Hoffnungen auf eine Staatsreform verbanden sich nicht zuletzt mit dem jungen, als liberal geltenden Kronprinz Rudolf, und nach dessen Tod mit dem neuen Thronfolger Erzherzog Franz Ferdinand (1863- 1914). Diese beiden waren jedoch nicht in erster Reihe bestimmend für die Politik Österreich-Ungarns, welche in der ungarischen Reichshälfte sogar zu Versuchen führte, alle nicht-ungarischen Nationalitäten zu assimilieren. In Cisleithanien gelang es trotz des geschickten Taktierens des Kaisers, einer liberalen Verfassung und einiger kleinerer, vielversprechender Reformen nicht, die politischen Spannungen zwischen den Nationalitäten auszugleichen.

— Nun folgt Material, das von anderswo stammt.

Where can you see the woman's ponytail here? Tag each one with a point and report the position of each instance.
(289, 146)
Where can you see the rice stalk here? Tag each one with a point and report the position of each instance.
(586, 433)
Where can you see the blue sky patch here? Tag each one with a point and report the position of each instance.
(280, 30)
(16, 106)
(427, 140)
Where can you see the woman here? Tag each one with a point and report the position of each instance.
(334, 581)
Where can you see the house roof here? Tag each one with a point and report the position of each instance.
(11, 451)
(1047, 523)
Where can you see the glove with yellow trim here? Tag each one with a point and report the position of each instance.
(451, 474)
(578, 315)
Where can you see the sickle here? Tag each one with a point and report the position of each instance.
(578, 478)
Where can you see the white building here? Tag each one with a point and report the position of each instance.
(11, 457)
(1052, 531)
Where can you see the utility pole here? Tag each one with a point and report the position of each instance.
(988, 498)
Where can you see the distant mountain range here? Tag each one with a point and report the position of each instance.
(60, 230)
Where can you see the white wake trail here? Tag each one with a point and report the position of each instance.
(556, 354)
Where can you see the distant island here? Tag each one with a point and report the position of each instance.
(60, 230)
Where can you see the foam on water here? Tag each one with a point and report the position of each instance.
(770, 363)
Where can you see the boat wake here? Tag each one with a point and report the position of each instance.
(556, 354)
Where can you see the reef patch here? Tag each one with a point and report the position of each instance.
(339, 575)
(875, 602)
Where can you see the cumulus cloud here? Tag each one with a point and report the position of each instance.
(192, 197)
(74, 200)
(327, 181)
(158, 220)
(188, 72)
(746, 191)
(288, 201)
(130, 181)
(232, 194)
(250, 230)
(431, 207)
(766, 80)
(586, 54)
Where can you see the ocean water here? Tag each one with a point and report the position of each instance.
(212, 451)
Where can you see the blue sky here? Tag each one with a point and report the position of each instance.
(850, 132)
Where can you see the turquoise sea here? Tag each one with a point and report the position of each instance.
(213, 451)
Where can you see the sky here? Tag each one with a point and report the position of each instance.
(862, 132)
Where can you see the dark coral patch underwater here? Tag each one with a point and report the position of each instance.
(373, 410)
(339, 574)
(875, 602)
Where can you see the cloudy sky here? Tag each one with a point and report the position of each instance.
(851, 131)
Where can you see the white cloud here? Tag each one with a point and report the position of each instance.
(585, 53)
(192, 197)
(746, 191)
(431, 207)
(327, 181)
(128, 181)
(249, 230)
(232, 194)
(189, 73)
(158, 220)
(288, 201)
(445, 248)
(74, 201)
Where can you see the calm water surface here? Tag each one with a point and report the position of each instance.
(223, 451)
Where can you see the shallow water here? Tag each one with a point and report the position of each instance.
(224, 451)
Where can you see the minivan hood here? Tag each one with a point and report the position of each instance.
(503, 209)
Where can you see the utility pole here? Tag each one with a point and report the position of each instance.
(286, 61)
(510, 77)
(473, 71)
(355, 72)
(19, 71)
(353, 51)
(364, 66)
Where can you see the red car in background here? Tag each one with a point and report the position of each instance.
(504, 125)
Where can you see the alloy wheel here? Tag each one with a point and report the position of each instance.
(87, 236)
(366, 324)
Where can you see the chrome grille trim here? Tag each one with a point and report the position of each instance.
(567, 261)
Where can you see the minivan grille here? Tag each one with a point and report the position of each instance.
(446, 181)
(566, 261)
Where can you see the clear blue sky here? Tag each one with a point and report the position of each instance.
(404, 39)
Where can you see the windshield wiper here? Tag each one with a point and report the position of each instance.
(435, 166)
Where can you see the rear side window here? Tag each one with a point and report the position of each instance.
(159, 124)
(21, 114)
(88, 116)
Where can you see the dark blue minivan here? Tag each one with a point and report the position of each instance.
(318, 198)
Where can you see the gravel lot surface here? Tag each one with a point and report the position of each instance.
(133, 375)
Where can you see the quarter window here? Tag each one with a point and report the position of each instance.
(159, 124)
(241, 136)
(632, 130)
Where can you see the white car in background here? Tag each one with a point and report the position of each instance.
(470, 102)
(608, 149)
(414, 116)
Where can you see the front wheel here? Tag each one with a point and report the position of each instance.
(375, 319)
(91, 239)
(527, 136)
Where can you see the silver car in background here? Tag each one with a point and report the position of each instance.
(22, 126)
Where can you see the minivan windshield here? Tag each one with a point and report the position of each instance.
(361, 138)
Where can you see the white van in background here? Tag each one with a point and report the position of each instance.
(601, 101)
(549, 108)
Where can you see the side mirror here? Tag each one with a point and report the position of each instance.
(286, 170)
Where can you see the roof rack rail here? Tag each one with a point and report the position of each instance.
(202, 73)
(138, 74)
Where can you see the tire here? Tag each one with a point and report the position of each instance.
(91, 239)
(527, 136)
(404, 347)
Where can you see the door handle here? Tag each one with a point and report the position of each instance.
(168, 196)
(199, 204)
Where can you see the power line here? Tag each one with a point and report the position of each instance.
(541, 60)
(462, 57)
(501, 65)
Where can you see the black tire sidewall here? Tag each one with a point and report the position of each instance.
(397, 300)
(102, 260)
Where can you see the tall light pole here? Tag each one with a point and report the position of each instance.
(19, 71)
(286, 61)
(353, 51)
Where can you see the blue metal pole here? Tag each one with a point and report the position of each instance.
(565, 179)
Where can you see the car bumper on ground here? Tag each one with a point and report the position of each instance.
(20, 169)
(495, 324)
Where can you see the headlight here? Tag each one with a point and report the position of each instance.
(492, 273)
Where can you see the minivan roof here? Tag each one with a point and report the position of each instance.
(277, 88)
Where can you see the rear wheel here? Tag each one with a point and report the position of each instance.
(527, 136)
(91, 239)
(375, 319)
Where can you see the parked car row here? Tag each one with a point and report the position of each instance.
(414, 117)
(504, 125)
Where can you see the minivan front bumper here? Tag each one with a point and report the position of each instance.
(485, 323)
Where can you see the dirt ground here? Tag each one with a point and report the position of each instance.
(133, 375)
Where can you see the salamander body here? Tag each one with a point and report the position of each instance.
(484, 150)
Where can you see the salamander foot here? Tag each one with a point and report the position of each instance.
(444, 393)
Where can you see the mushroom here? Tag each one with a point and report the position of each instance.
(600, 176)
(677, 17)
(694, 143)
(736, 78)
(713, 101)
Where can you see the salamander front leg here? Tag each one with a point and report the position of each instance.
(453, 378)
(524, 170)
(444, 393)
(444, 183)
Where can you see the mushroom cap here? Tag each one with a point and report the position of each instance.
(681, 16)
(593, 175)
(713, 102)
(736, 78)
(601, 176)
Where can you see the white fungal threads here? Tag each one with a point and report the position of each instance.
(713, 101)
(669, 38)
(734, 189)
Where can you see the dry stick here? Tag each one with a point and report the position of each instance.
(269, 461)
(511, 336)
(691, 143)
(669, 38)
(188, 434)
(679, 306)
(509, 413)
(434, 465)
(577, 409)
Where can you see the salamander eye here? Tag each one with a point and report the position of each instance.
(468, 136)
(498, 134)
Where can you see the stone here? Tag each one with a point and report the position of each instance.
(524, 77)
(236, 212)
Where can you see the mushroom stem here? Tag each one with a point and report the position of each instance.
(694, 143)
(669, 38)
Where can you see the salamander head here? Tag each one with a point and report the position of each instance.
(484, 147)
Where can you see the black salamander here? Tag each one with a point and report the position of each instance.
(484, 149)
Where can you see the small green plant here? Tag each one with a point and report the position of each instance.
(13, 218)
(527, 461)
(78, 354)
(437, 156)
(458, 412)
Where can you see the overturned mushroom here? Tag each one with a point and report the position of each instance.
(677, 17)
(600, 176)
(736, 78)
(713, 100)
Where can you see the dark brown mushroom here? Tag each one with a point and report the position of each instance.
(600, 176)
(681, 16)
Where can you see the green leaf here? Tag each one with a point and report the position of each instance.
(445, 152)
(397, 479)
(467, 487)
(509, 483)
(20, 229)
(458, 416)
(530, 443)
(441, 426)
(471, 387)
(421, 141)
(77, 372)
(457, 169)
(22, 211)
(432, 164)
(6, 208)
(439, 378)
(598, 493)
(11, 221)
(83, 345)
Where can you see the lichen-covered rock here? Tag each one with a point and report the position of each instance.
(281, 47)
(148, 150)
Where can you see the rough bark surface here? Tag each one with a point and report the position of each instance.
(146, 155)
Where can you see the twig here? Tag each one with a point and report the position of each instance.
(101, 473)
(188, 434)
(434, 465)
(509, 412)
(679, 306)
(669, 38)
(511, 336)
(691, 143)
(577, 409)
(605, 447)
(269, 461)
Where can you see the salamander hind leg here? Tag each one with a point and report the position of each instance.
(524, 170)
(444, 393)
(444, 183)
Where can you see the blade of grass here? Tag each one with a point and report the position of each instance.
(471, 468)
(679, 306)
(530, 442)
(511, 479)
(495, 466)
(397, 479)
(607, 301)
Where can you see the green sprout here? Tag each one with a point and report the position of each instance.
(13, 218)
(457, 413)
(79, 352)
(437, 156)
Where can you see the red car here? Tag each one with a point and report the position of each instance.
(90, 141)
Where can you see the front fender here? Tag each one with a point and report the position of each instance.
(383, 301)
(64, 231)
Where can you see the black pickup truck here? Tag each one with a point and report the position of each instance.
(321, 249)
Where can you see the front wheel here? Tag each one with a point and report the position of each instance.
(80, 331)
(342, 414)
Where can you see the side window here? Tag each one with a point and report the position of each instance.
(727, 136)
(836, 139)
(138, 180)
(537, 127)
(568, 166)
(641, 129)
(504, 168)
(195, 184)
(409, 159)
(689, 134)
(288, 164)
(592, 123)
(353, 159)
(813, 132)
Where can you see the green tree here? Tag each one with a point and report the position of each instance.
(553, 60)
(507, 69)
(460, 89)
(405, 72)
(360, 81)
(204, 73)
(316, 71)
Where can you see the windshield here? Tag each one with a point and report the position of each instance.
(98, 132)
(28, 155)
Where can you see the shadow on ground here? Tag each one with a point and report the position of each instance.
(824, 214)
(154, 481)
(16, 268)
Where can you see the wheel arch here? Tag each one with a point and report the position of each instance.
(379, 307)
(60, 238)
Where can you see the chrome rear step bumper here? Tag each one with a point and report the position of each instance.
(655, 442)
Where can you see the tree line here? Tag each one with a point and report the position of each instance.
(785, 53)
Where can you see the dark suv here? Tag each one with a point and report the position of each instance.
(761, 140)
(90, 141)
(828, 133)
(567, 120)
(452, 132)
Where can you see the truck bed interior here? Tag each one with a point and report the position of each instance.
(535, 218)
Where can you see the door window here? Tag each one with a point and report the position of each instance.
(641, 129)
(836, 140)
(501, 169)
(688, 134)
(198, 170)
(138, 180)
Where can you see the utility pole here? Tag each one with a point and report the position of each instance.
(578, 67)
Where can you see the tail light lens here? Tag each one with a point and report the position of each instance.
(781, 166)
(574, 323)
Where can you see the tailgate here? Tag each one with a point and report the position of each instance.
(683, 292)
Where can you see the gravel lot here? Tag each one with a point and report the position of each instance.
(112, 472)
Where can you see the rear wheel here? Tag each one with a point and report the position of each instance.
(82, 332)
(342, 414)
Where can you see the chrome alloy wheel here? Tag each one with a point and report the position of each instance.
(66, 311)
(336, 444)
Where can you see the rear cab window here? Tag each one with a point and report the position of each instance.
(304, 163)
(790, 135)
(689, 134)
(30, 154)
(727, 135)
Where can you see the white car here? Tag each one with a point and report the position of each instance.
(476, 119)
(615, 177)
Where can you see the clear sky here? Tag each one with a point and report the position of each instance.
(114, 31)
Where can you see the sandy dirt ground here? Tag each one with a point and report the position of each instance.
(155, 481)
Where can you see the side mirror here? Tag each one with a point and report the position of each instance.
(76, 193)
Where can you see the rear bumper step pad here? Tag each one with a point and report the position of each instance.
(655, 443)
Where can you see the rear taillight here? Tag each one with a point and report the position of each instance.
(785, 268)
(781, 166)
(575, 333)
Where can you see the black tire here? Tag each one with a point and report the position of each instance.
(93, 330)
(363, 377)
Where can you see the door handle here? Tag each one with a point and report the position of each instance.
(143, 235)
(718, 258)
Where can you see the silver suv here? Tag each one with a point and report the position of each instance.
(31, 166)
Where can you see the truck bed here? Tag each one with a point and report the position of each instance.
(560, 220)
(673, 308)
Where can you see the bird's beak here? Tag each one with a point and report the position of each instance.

Obwohl eine Auflösung der Monarchie und Bildung von Nationalstaaten an ihrer Stelle in Friedenszeiten wohl kaum jemandem als realistisch erschien, so war die „Nationalitätenfrage“ in der Zeit des Weltkrieges schließlich einer der Faktoren, der zum Ende der Habsburgerherrschaft führten.